A acusação contra Lula era que ele era proprietário do apartamento Triplex do Guarujá, que estava sendo reformado para ele por uma empreiteira, para supostamente pagamento de propina.
A decisão da Juíza Federal atendeu pedido de arquivamento do processo por parte do Ministério Público Federal, que se manifestou no processo que apurava a suposta prática de corrupção passiva e lavagem de dinheiro, por entender que a pretensão punitiva estatal contra o ex-presidente estava prescrita.
Nesse processo, que tramitou originariamente na 13ª Vara de Curitiba, Lula foi condenado pelo ex-juiz Sérgio Moro, que foi considerado imparcial pelo STF, que anulou todos atos decisórios praticado por Moro contra Lula.
A juíza informou em sua decisão que no recurso especial interposto pela defesa do ex-presidente Lula, contra a sentença e acórdão condenatórios, o Superior Tribunal de Justiça manteve as condenações, mas reformou as penas, tornando-as definitivas em três anos e quatro meses de reclusão (lavagem de dinheiro) e em cinco anos, seis meses e 20 dias (corrupção passiva).

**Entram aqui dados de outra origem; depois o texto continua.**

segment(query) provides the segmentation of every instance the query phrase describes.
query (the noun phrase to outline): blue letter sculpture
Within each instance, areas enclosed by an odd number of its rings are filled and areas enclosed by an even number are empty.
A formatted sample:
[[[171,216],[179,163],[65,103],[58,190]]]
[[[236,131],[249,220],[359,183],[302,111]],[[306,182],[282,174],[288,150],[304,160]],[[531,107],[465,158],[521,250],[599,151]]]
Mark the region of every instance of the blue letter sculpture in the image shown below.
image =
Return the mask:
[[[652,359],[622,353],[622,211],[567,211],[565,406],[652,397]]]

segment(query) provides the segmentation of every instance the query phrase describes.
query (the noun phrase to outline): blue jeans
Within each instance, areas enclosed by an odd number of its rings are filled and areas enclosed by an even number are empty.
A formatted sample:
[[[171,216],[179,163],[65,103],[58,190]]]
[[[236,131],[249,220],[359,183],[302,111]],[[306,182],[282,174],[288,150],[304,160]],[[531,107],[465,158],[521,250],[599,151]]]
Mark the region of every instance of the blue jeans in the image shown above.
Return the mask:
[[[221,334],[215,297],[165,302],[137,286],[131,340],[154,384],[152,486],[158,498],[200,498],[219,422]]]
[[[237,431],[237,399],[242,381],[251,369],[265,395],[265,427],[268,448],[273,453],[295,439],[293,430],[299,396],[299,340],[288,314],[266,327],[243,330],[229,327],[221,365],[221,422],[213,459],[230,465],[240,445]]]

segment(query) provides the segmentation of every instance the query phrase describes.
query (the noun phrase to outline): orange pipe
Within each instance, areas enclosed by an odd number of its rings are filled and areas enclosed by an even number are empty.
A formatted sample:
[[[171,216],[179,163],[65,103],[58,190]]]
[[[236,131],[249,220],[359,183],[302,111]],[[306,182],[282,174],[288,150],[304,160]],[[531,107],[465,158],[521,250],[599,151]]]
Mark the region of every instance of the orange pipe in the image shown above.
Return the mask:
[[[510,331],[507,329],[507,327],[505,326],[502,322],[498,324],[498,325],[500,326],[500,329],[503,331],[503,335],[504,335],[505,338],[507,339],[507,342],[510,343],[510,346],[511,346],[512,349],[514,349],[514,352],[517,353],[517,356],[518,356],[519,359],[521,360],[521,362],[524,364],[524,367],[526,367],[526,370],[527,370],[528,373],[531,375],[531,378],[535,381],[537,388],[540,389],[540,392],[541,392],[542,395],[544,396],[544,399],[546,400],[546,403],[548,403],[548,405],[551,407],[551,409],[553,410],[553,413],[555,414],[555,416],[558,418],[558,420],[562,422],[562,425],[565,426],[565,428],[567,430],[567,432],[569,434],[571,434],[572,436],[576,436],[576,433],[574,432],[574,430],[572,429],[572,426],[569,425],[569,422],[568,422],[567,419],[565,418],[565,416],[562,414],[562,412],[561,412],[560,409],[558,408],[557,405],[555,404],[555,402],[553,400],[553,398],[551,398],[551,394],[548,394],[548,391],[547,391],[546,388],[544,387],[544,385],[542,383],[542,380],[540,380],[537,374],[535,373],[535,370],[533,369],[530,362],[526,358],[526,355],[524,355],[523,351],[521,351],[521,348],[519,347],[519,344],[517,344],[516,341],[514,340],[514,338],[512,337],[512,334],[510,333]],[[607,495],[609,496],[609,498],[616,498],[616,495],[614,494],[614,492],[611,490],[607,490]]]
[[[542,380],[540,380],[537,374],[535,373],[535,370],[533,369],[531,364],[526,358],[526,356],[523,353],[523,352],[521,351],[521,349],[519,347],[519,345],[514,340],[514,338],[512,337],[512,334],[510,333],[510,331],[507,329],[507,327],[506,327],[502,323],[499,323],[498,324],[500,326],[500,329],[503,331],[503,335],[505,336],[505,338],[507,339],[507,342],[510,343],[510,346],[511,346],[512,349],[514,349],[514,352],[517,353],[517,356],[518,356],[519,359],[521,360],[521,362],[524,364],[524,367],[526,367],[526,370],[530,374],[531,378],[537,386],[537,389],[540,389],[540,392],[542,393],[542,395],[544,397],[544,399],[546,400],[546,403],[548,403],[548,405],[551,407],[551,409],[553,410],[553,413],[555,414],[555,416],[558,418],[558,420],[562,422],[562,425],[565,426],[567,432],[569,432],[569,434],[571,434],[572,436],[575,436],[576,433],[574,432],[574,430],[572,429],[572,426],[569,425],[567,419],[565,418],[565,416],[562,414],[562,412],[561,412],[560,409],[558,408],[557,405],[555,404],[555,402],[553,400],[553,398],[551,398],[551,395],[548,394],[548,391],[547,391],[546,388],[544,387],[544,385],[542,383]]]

Isso considerando, eventual condenação de Lula estaria prescrita, em face da sua idade.
“Desse modo, incide o prazo prescricional previsto no artigo 109, incisos II e III, do Código Penal, reduzidos pela metade em observância ao disposto no artigo 115 do Código Penal (réu com mais de 70 anos), restando prescrita a pretensão punitiva estatal”, concluiu a Juíza Federal.